L’Iran saisit l’ONU : Une action militaire américaine dans le Golfe serait une catastrophe environnementale

La vice-présidente iranienne et cheffe de l’Organisation de protection de l’environnement, Shina Ansari, a adressé une lettre officielle au secrétaire général de l’ONU, Antonio Guterres, pour l’alerter sur les conséquences environnementales désastreuses de la présence militaire américaine croissante dans le golfe Persique et la mer d’Oman. Elle exprime sa profonde inquiétude face à l’escalade militaire et aux menaces d’agression contre l’Iran dans cet écosystème fragile et stratégique.
Ansari souligne que la concentration d’infrastructures pétrolières, gazières, pétrochimiques et maritimes dans cette région rend toute action militaire particulièrement dangereuse pour la paix, la sécurité et l’environnement régional et mondial. Elle rappelle qu’en vertu du droit international, notamment la Déclaration de Stockholm (1972) et la Déclaration de Rio (1992) , les États sont responsables de garantir que les activités relevant de leur juridiction ne causent pas de dommages à l’environnement d’autres États.
La lettre cite également des instruments spécifiques du droit des conflits armés, comme l’Article 55 du Protocole additionnel I aux Conventions de Genève (1977) , qui exige la protection de l’environnement naturel contre les dommages étendus, durables et graves, ainsi que la Convention ENMOD (1976) interdisant l’utilisation hostile de techniques de modification de l’environnement.

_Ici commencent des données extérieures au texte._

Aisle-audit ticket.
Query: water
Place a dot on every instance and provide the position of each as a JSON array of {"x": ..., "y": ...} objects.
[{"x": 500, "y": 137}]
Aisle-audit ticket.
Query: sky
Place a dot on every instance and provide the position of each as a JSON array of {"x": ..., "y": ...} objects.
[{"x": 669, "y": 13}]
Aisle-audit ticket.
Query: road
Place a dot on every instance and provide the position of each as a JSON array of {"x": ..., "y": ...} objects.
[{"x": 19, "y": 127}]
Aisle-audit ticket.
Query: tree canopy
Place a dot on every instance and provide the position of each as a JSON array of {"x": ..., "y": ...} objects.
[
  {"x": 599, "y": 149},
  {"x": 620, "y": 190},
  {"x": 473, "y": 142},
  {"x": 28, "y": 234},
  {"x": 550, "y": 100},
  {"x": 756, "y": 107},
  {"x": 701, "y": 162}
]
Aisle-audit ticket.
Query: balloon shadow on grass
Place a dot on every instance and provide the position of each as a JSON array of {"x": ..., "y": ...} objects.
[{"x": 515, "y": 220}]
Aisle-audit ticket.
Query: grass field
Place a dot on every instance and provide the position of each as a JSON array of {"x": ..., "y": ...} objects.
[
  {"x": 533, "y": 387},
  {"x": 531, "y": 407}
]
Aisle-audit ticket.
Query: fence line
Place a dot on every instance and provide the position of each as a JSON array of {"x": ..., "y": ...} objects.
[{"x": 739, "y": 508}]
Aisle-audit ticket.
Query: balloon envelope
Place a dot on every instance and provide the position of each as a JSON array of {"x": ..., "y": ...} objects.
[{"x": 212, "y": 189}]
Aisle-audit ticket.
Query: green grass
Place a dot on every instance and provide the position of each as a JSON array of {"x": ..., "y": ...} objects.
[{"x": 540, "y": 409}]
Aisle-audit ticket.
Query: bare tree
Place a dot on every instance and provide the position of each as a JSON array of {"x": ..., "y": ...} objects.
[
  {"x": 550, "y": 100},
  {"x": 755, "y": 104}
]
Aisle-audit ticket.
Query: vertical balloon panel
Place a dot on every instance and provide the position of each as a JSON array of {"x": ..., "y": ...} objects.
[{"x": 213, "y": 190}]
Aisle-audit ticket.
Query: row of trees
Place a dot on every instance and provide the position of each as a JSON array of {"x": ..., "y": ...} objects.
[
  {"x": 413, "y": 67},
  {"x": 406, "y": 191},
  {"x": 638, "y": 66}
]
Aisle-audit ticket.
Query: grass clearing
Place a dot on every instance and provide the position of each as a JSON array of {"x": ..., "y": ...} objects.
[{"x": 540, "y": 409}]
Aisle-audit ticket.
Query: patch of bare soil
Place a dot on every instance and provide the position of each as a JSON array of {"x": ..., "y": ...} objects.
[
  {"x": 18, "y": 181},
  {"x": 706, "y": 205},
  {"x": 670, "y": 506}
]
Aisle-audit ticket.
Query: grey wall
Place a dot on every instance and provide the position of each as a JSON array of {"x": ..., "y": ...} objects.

S’appuyant sur les leçons des conflits passés dans la région (attaques contre des installations pétrolières), Ansari avertit que les impacts environnementaux de telles actions ne connaissent pas de frontières et peuvent affecter des générations entières : marées noires, pollution toxique, destruction des écosystèmes coralliens, menaces pour la santé des populations côtières. Elle demande instamment à Guterres d’utiliser ses prérogatives (Articles 99 et 34 de la Charte de l’ONU) pour placer cette menace environnementale en tête des priorités, de faire évaluer les risques par les agences spécialisées de l’ONU et de mettre en place des mécanismes préventifs pour éviter une catastrophe environnementale dans la région.